Adagha Nalya Drama Group

James Isabirye says, “This group is inspiring and its name means that only those who work will get something to eat.   The lead is probably the best Ugandan vocalist and he’s been around music for a very long time.   His music is played by many people, but I do fear that people exploit his songs and don’t give him what he is due.  He has the typical problem of illiteracy – he is a great musician but he’s limited by the fact that he can’t read.  He limits his opportunities.  His influence is local but amazing.

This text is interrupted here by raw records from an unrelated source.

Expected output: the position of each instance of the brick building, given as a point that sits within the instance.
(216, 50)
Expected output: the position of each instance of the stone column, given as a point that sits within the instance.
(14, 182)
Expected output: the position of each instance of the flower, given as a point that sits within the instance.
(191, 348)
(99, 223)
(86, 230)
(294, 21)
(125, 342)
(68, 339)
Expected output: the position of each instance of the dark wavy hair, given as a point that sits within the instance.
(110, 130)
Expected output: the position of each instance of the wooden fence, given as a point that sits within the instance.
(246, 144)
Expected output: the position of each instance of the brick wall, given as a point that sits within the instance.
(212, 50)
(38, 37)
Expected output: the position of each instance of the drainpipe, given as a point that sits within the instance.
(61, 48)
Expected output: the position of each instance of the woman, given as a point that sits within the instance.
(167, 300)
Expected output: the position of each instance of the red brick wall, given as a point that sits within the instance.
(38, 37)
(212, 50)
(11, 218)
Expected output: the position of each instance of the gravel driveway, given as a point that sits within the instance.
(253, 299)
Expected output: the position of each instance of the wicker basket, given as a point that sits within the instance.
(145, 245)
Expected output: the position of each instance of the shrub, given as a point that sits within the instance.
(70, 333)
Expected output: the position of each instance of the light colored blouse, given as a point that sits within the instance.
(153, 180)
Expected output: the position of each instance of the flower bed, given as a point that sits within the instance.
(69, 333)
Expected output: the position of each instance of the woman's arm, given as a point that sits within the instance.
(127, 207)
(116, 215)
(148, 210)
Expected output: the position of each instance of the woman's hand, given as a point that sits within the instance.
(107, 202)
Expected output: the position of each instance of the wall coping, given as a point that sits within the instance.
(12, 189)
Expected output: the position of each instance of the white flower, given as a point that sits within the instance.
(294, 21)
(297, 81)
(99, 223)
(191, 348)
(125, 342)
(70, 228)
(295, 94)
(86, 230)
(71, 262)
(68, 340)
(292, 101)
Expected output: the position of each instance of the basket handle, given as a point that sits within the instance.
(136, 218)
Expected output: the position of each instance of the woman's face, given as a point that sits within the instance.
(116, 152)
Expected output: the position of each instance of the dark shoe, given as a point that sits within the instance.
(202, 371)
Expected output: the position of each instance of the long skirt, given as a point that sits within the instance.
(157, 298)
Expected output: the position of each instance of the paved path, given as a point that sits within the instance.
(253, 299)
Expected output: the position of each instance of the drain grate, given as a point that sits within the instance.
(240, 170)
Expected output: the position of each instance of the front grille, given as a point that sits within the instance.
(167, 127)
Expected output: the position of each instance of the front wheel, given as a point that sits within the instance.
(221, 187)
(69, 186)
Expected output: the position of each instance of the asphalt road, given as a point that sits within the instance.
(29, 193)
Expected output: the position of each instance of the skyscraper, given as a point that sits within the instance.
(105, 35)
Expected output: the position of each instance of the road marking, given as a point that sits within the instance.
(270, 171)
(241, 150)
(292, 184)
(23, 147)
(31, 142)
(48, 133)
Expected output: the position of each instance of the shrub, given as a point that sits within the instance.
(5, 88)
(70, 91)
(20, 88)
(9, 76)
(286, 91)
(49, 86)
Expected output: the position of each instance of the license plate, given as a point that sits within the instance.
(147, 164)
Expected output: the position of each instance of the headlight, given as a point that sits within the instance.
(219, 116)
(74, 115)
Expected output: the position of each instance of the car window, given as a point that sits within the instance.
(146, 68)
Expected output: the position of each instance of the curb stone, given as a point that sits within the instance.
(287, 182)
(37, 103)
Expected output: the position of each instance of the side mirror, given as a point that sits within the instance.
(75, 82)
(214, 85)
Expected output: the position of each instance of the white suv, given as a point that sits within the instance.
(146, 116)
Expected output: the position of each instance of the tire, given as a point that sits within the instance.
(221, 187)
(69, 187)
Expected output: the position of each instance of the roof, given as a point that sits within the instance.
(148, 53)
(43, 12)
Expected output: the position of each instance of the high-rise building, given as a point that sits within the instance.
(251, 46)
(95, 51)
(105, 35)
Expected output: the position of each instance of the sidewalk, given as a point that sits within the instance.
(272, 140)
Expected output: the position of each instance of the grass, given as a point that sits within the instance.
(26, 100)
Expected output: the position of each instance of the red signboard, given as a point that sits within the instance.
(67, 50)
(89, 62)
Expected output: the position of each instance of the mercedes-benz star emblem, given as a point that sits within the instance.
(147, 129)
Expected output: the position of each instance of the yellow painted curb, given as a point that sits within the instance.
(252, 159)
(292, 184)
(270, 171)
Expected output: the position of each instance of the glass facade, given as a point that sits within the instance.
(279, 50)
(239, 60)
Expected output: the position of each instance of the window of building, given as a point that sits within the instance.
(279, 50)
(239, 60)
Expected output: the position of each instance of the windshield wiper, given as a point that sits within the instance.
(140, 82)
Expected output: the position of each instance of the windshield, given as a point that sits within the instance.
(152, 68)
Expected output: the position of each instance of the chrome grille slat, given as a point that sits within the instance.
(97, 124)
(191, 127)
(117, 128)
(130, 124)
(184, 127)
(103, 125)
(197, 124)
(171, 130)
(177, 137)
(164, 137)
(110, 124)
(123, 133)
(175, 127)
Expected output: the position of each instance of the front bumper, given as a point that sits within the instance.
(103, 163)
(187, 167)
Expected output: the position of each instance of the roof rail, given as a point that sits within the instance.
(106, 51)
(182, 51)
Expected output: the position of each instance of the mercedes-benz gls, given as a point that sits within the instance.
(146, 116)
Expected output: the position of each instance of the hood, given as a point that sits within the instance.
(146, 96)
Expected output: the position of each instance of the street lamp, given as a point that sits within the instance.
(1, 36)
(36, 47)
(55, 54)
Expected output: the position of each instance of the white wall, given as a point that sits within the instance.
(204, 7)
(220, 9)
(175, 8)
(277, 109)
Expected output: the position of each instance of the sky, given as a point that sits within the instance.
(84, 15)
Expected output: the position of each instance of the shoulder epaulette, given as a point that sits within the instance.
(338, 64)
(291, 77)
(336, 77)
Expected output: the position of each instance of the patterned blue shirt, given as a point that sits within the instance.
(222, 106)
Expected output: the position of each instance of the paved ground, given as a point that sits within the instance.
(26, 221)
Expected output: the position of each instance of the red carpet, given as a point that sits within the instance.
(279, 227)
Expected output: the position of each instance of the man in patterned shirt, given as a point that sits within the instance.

He is a composer and he can compose a song on the spot – if you tell him the names and topic he will come back with a beautiful song, on the spot.  The challenge we have for him and for all like him is a) illiteracy, b) that the instruments are acoustic – if we could amplify our instruments we can then give him a bigger stage.  We are trying at the university to help amplify instruments.  Every time we try, we struggle but we have to get the solution.”

Tabu with leader of Adagha Nalya Group

Here’s their music:

The Bakuseka Majja Matta Group

Our final group was also a stand out act, with the legendary performer (yes, as Tabu said we had two legends of Ugandan music visit us today) – Natha Matta Nyende performing for us with his band the Bakuseka Majja Matta Group.   Nathan is 76 years old and has been blind since 1956.   He formed his group in 1952.  They play in the Kisoga style and are from Kasokoso in Iganga District.   They are four members.  Nathan plays the Endongo, which is the local name for the small thumb piano. Kirunda Awali sings and plays the Endere, which is a flute.   Fred Tavakumuwa is the main second vocalist and plays the Endingidi, which is a tube fiddle.   Finally, Kisame Ndaba also plays the Endongo (the thumb piano) and sings.   They played a number of songs and then we kept doing magic moments – but frankly, everything they did was a magic moment.   Even at the end, when we played back their music over the speakers they all stood and danced and sang harmonies to themselves.

Bukuseka Majja Matta

Their songs were:

Bukuseka in SWP tshirts

James Isabirye says, “He is THE philosopher of Basoga music.   When I hear him, I get goose pimples.  When we were young, we played these songs every evening in the village.  My mother would clap to us as my brothers and sisters competed to please our mother, dancing and singing these songs. He is at the top and we need to translate their songs.  If you give me a copy of the songs I will translate – I want them myself.”

Here’s their music:

After we said goodbye to the groups, we ordered a few beers and stayed in one of the cottages telling stories about our best Singing Wells moments, only some of which had to do with the music.  The group then divided roughly along age lines on the fundamental issue of fish vs. sleep.    Tabu, Jimmy, Andy and Vicki voted sleep and we had food delivered to our cottages, ate and went to bed early.   Steve, Patrick, Jacinta, Nick and Robert voted fish and went off the local casino for ‘the best fish in Uganda.’   Tabu was smartest of all, of course, and convinced the kitchen to cook fish in the traditional Kenyan style AND went to sleep early.

We loved recording at the hotel so much that we convinced tomorrow’s group, the Nile Beat, to meet us in the hotel gardens tomorrow morning so we could  record them before packing up for Kampala.  That’s it, other than we enjoyed more spectacular thunderstorms and power cuts throughout the evening.  As it should be.